Unlike other sectors of the economy, we are not in receipt of any financial assistance from the government and our only source of income is from school fees. This resulted in schools struggling to pay staff.

B. The peculiar situation of International certification schools and private schools generally

As schools following an international programme, we are required to comply with the necessary regulatory bodies, both locally and internationally, to prepare our students for international examinations.
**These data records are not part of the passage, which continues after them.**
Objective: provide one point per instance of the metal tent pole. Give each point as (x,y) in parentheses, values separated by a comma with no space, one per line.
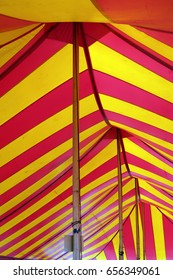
(137,220)
(77,255)
(121,252)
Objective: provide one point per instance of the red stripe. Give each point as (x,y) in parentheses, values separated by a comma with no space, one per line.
(133,95)
(168,233)
(141,126)
(139,13)
(149,235)
(17,189)
(44,45)
(110,252)
(164,37)
(129,240)
(155,198)
(162,60)
(44,108)
(27,233)
(48,144)
(121,46)
(8,23)
(132,159)
(150,150)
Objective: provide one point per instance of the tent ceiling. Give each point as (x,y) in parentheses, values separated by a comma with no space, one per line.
(125,83)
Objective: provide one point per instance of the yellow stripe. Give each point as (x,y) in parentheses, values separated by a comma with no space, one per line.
(132,111)
(53,194)
(40,82)
(101,256)
(133,225)
(48,157)
(42,202)
(154,202)
(158,233)
(35,187)
(8,36)
(136,150)
(167,213)
(166,155)
(147,40)
(106,240)
(51,11)
(110,62)
(7,52)
(39,231)
(45,129)
(146,186)
(141,236)
(149,174)
(143,135)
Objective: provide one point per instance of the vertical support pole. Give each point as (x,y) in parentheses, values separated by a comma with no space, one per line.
(76,157)
(121,252)
(143,228)
(137,220)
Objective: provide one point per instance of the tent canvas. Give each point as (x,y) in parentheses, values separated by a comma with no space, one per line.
(125,85)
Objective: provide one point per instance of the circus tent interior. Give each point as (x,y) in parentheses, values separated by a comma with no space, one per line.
(116,59)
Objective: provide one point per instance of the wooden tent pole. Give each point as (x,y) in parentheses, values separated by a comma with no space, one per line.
(137,220)
(120,202)
(77,255)
(143,227)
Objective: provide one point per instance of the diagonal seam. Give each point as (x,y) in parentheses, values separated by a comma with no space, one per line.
(91,74)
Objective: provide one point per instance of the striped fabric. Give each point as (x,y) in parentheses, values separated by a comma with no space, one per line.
(125,83)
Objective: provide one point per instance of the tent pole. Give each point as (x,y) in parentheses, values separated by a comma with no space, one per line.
(121,252)
(137,220)
(143,227)
(76,157)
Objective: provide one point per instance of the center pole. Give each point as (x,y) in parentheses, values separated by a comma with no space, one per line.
(77,255)
(120,197)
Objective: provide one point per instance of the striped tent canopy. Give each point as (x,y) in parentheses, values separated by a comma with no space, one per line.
(125,101)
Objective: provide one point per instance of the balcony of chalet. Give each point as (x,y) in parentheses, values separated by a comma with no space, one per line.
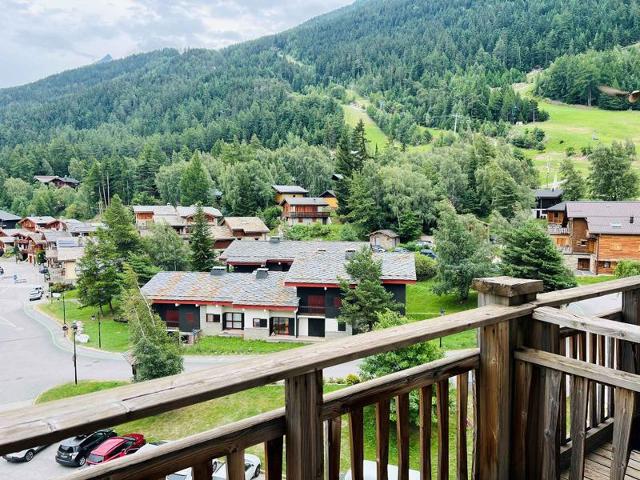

Since International Certification schools are subject to an academic calendar which is not as flexible as the MOE school year, we could not afford to delay the Third and First Terms without jeopardising the preparation of our examination students. A case in point is this year’s Cambridge International May/June examination results which were based on teacher predicted grades which were in turn based on evidence of students’ classwork, termly examinations, mock examinations and recorded teacher assessment over the 2 year course period prior to the exams. For this reason, we must complete the syllabus as well as teacher assessments and student preparation either in the physical classroom or via virtual online lessons. To suspend the third term would have led to an inability to admit new students at the beginning of the next school year, leading to further financial losses.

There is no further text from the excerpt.